US 12,259,934 B2
Machine-learning-aided automatic taxonomy for web data
Rohit Kewalramani, Pune (IN); and Justin Chien, Campbell, CA (US)
Assigned to 6SENSE INSIGHTS, INC., San Francisco, CA (US)
Filed by 6SENSE INSIGHTS, INC., San Francisco, CA (US)
Filed on Feb. 6, 2024, as Appl. No. 18/434,693.
Application 18/434,693 is a continuation of application No. 17/828,910, filed on May 31, 2022, granted, now 11,914,657.
Claims priority of provisional application 63/195,566, filed on Jun. 1, 2021.
Prior Publication US 2024/0176827 A1, May 30, 2024
This patent is subject to a terminal disclaimer.
Int. Cl. G06F 16/00 (2019.01); G06F 16/951 (2019.01); G06F 40/205 (2020.01); G06N 3/04 (2023.01); G06N 3/082 (2023.01)
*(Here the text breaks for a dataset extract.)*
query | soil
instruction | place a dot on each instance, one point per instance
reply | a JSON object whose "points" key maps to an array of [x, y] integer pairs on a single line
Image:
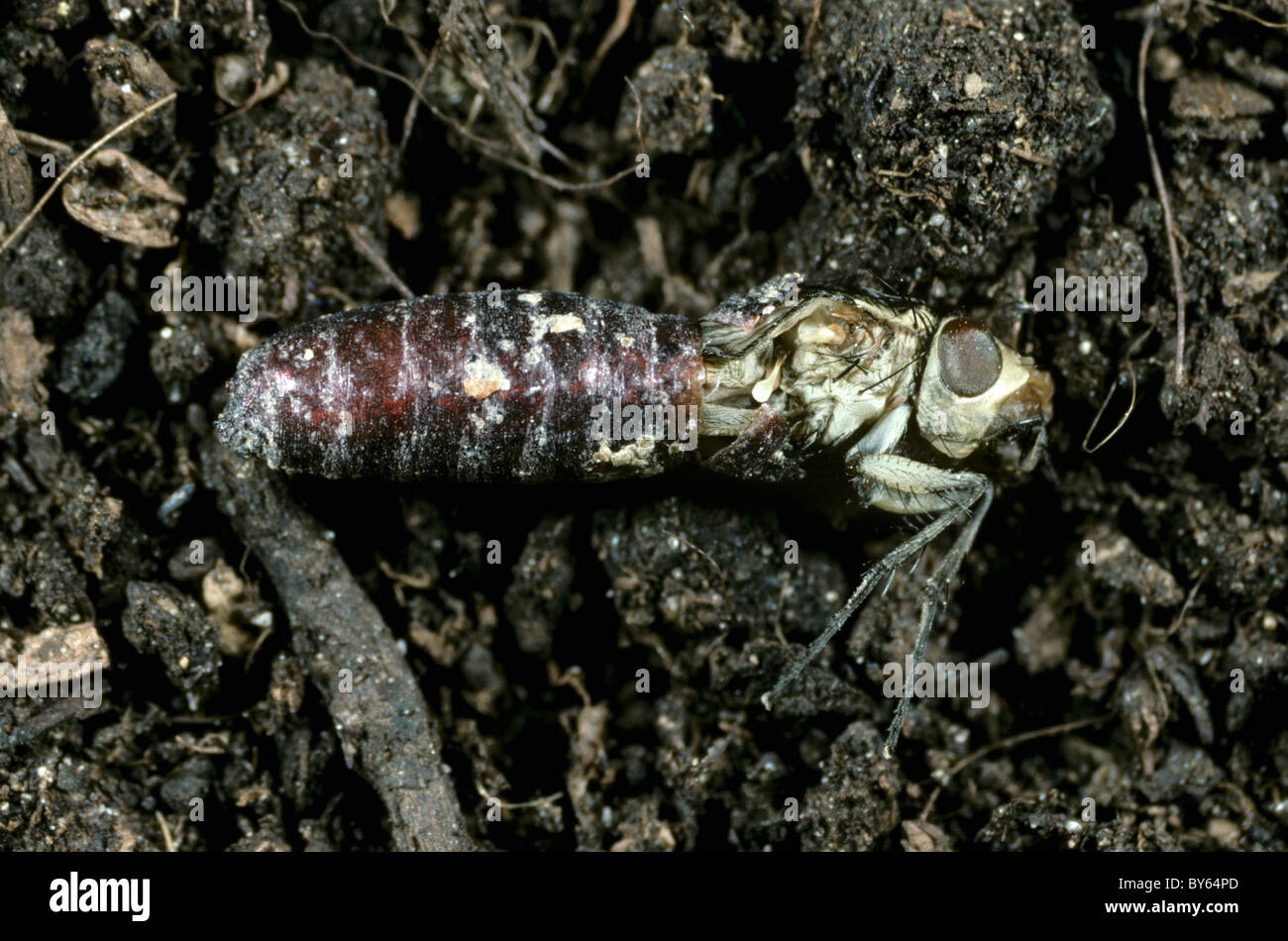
{"points": [[580, 667]]}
CPC G06F 16/951 (2019.01) [G06F 40/205 (2020.01); G06N 3/04 (2013.01); G06N 3/082 (2013.01)] 20 Claims
OG exemplary drawing
 
1. A method comprising using at least one hardware processor to:
during a training mode, train a model to predict a class, from a plurality of classes in a taxonomy of web-based activities, based on a training dataset that comprises a plurality of annotated features, wherein each of the plurality of annotated features comprises one or more features, which have been derived from one or both of a uniform resource locator (URL) of an online resource or metadata associated with that online resource, and a ground-truth class assigned to those one or more features; and,
during an operation mode,
acquire web data comprising one or more activity records, wherein each of the one or more activity records comprises a URL of an online resource that was accessed by a visitor, and metadata associated with that online resource, and,
for each of the one or more activity records,
extract a set of one or more features from one or both of the URL or the metadata in the activity record,
apply the trained model to the set of one or more features to predict a class, from the plurality of classes in the taxonomy, that is associated with the set of one or more features, and
store the predicted-class in association with the URL in the activity record.